The Tailor was too spent to even breathe a sigh of relief. He made to lower himself to the track, reaching out a shaking hand and bending to an awkward squat. He offered a silent acknowledgment for John Avery and his daughter, hoping it had been enough. Surely it had been enough.

He was so wrapped in his thoughts that at first he didn’t realise his hand had missed the track. His own hand, on which he relied every day, and now it fell beyond safety with an almost pre-ordained determinism. It dropped in something akin to slow-motion and pulled the rest of him with it.

His inside elbow scraped the track, following his hand. His chin snagged, but it wasn’t enough to hold him.

And then he was falling.

Head first, body unfolding behind, swooping with an uncanny grace. Plummeting through grey.

He fell and—

He fell and—

He fell.

Nothing caught or saved him. He plunged into the gap afforded by the precipice. He dropped towards a grey void that could’ve been anything but ultimately turned out to be stone and earth.

He fell and hit the hard ground.

He died.

The impact shook free the Tailor’s soul, which blossomed and ballooned above his crumpled form and then spread thin like a bubble exploding.

When it rose past the windows of the place that used to shelter him, only one witness was there to see it. Not the tyros, still busy at their work in the Tailor’s room, bald heads bobbing almost in time to the needle on the great machine.

It was the Engineer who leaned from the window, round-eyed with bemusement, reaching with short, stocky fingers for the suds of the Tailor’s soul. She rubbed with finger and thumb at the smooth stickiness it left on her skin. She frowned and gazed and wondered what other force could call her tailor-man away, and to where. What higher force could there be, she thought, than an engineer?

As he drifted from her reach and travelled, uncertain at first, then with increasing urgency into the grey-blank sky, she merely stood, paying heed to the last of her lost man.

The Engineer seemed—seemed, only—more human than her fellow occupants in this strange place. Were it not for the blank, calculating eyes and the permanent downturn of her mouth, she might be mistaken for a child of—what?—seven or eight. But she moved with the steely calculation of an intellect that had observed thousands of years.

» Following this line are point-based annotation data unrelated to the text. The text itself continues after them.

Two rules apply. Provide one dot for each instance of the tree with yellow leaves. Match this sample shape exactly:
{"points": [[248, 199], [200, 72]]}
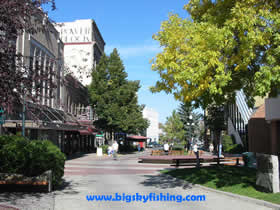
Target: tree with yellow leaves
{"points": [[225, 45]]}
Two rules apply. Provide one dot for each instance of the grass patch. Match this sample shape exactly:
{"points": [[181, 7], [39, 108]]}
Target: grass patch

One more Tailor, she calculated, had just been lost. The best one yet. One more disappearance, one more example of the only remaining mystery in a world she once believed herself to have built. It frustrated her. But frustration, like all emotions, was barely more than an intellectual effect. What benefits others received from emotions, she had never determined.

The remnants of the Tailor were all but gone, a bare shimmer in the distant air. The Engineer dismissed the sight, turning from the window. She slid to a seated position with her back against the stone wall, and pulled out a strip of plain cloth and a white tailor’s pencil. She looked thoughtfully to one corner of the ceiling.

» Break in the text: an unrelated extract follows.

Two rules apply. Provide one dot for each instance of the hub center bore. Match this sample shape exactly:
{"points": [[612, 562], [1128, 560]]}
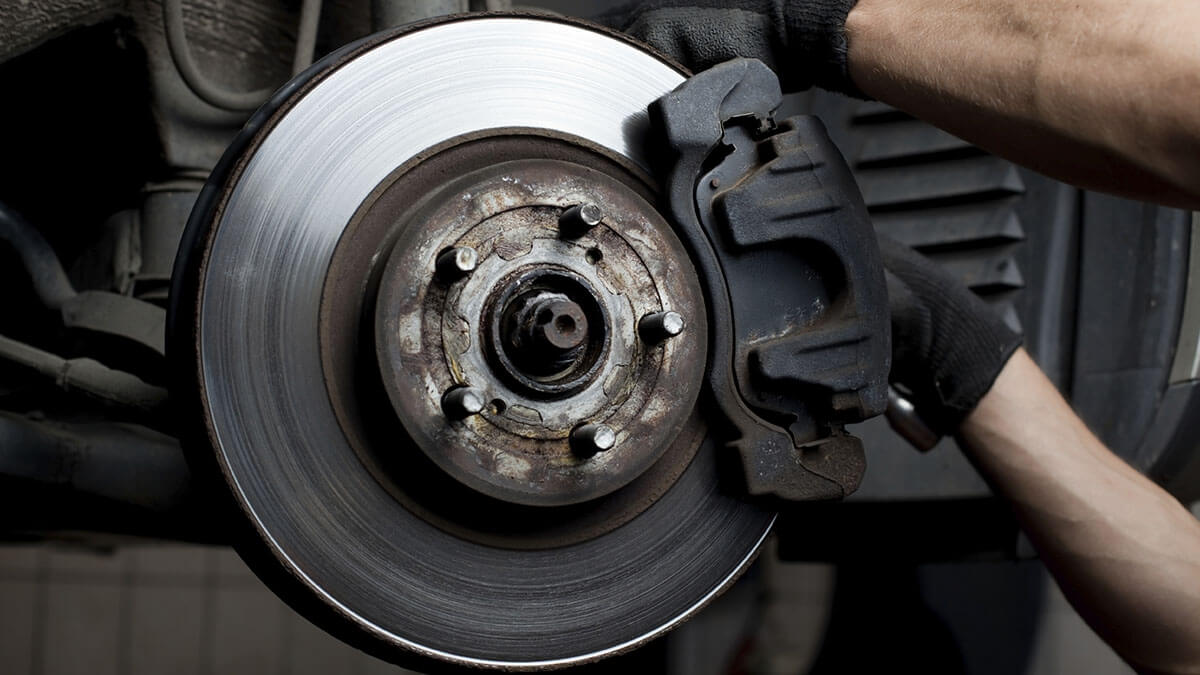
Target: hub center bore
{"points": [[549, 332]]}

Then, balancing the cloth on her knee, she wrote:

‘The Tailor hopes…’

In bulky, childish script.

She licked the tip of the pencil and chewed her lip and thought. She drummed her thumbs on the bones of her knee. Then she continued,

‘…hopes there were dragon flies and mud and spoke rattles for your bike and more—’

And more.

Then she crumpled the note in her fist, since cloth and pen marks cannot travel through whispers and rumours. John Avery and the unmet girl, Bella—if they were to be reached at all—must be sought in the traditional way, through muted words and the spaces in-between the words.

The Engineer leaned back to feel the smoothness of the wall behind her and to wonder idly, idly, what places she might visit. That is, if she could travel whispers and rumours, beg favours and elicit curses, roll across silence, across water-coloured skies. She wondered what more there was and more there could be.